BMC redundancy
Brad Bishop
bradleyb at fuzziesquirrel.com
Tue Jan 30 05:14:49 AEDT 2018
+cc: list
> On Jan 29, 2018, at 1:13 PM, Brad Bishop <bradleyb at fuzziesquirrel.com> wrote:
>
> Thanks for the quick reply!
>
>> On Jan 29, 2018, at 11:45 AM, Alexander Amelkin <a.amelkin at yadro.com> wrote:
>>
>> Brad, do you have any examples or existing systems having multiple BMCs with any commercial firmware like MegaRAC ?
>
> Not really. I’m just familiar with IBM systems and this is something
> we have done in our commercial BMC stacks for a long time.
>
>>
>> I can't think of a problem you're proposing to address with multiple BMCs for a single host, but I can imagine a number of problems it may add.
>
> Indeed. Obviously complexity is one. I’d be interested in hearing about
> other problems. You’ve exposed my agenda - I’m looking for ways for IBM to
> be able to support something like this in OpenBMC but at the same time
> minimize the complexity burden for everyone else.
>
>>
>> BMC lockup? Solved by hardware watchdog.

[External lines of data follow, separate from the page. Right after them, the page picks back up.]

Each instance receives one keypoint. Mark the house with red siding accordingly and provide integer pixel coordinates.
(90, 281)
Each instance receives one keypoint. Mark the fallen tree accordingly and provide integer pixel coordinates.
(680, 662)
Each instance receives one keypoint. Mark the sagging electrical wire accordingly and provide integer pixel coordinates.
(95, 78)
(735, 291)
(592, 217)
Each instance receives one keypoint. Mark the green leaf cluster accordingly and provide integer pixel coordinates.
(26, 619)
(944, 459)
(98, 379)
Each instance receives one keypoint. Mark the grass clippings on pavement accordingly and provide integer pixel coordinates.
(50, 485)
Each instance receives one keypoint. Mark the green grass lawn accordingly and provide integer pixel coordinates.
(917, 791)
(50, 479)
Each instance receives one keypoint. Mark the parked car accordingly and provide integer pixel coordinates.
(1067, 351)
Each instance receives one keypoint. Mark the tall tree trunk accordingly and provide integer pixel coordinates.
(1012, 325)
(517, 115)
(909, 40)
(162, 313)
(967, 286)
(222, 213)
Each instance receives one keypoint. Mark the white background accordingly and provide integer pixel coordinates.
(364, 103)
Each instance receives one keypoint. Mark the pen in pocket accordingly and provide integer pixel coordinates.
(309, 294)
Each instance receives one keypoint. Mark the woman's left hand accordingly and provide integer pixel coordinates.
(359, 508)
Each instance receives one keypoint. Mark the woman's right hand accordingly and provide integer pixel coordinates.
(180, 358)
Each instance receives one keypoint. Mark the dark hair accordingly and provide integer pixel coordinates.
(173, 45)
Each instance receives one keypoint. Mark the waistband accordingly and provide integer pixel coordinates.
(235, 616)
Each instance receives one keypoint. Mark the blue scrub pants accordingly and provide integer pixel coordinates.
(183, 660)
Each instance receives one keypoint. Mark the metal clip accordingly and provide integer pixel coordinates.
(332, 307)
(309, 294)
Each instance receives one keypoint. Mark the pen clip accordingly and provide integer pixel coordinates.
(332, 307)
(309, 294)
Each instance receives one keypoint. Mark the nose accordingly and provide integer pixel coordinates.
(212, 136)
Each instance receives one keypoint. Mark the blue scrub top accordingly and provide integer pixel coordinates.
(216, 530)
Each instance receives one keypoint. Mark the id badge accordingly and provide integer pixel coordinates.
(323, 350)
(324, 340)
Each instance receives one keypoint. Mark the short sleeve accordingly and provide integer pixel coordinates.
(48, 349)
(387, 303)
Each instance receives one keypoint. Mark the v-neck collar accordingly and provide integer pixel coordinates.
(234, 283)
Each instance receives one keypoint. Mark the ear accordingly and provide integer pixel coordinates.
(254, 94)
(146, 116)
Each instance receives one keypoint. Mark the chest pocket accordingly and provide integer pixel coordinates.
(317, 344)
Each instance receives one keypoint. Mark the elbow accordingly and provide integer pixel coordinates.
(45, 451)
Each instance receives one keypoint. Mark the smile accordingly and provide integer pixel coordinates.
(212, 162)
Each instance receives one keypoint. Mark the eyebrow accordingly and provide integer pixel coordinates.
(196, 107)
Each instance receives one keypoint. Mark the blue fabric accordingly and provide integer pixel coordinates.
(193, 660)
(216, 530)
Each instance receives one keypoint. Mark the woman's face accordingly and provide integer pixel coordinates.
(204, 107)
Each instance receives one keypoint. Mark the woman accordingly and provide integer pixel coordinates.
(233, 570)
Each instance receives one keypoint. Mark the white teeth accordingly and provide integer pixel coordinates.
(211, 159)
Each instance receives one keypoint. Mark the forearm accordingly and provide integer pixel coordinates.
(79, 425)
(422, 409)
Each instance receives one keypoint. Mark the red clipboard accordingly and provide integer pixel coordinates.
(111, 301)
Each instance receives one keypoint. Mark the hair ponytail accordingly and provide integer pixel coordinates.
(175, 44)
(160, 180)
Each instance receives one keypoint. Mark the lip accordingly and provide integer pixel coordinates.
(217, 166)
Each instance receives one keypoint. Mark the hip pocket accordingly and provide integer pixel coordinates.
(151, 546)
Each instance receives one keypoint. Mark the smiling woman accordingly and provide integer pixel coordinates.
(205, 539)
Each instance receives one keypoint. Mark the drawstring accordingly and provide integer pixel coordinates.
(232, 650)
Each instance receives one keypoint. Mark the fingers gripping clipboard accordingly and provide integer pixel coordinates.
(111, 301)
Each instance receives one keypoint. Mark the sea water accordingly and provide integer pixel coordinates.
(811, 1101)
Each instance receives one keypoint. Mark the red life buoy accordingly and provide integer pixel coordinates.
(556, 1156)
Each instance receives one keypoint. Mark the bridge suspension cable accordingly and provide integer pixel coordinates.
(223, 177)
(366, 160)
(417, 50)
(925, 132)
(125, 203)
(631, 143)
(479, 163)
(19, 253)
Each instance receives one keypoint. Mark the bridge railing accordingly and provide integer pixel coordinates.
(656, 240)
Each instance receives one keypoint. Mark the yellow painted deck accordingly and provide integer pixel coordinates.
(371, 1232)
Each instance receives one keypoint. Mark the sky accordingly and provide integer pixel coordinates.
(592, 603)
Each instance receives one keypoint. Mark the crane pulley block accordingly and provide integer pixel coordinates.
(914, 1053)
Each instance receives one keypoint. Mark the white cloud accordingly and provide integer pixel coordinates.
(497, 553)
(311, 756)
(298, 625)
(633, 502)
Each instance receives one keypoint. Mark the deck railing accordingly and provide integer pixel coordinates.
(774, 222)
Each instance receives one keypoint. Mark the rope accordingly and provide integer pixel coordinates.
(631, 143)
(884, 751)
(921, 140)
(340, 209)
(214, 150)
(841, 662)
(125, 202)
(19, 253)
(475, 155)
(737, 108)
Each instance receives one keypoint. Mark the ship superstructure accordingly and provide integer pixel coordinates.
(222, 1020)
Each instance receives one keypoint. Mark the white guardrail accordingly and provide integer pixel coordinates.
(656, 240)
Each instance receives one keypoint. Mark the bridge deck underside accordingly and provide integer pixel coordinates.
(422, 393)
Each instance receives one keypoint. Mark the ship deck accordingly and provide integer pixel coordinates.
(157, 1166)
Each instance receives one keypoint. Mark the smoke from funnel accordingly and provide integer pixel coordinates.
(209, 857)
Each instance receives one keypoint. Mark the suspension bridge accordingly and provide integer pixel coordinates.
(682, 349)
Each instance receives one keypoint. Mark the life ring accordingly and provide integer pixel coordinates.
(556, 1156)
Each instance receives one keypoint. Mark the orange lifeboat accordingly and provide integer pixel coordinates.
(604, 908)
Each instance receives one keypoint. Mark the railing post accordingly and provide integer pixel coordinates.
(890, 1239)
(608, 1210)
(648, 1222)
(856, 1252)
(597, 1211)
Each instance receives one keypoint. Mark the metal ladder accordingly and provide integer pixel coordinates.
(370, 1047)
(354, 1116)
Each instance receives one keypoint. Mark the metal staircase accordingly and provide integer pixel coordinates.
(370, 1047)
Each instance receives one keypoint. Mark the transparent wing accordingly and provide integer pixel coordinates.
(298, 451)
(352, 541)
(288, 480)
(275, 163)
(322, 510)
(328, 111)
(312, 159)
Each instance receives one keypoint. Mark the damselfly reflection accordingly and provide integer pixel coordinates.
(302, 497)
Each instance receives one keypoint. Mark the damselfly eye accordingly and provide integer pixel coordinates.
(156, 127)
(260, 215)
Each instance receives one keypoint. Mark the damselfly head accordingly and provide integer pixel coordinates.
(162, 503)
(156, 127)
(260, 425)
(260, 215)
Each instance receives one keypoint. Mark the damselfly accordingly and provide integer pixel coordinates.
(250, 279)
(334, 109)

>> BMC firmware corruption? Solved by read-only golden image on a separate flash IC (well supported by at least Aspeed).
>> BMC DoS attack? Solved by network isolation and overall correct network environment configuration.
>> BMC chip burnout? Does it happen at all? Isn't this an indicator of some major hardware design flaw? Does adding another chip actually solve this problem?
>
> Yeah on the surface I agree with all your points here, assuming the
> definition of a system is a single board. It doesn’t make sense.
>
> We do have some modular system designs though where N discrete chassis
> can be connected together with high speed cabling or a backplane for
> a single SMP fabric across the N chassis for example. Its these kind
> of system designs where multiple BMCs make a little more sense.
>
>>
>> What else?
>
> It's really the connections between the BMC and the host hardware on
> these larger systems. These busses can and do have both transient and
> hard failures, and IBM needs a way to maintain connections from a BMC
> to the host hardware in that state. Also, while not really a redundancy
> statement, it simply isn’t economical for BMC vendors to develop SOCs
> that can provide enough pins on systems this large.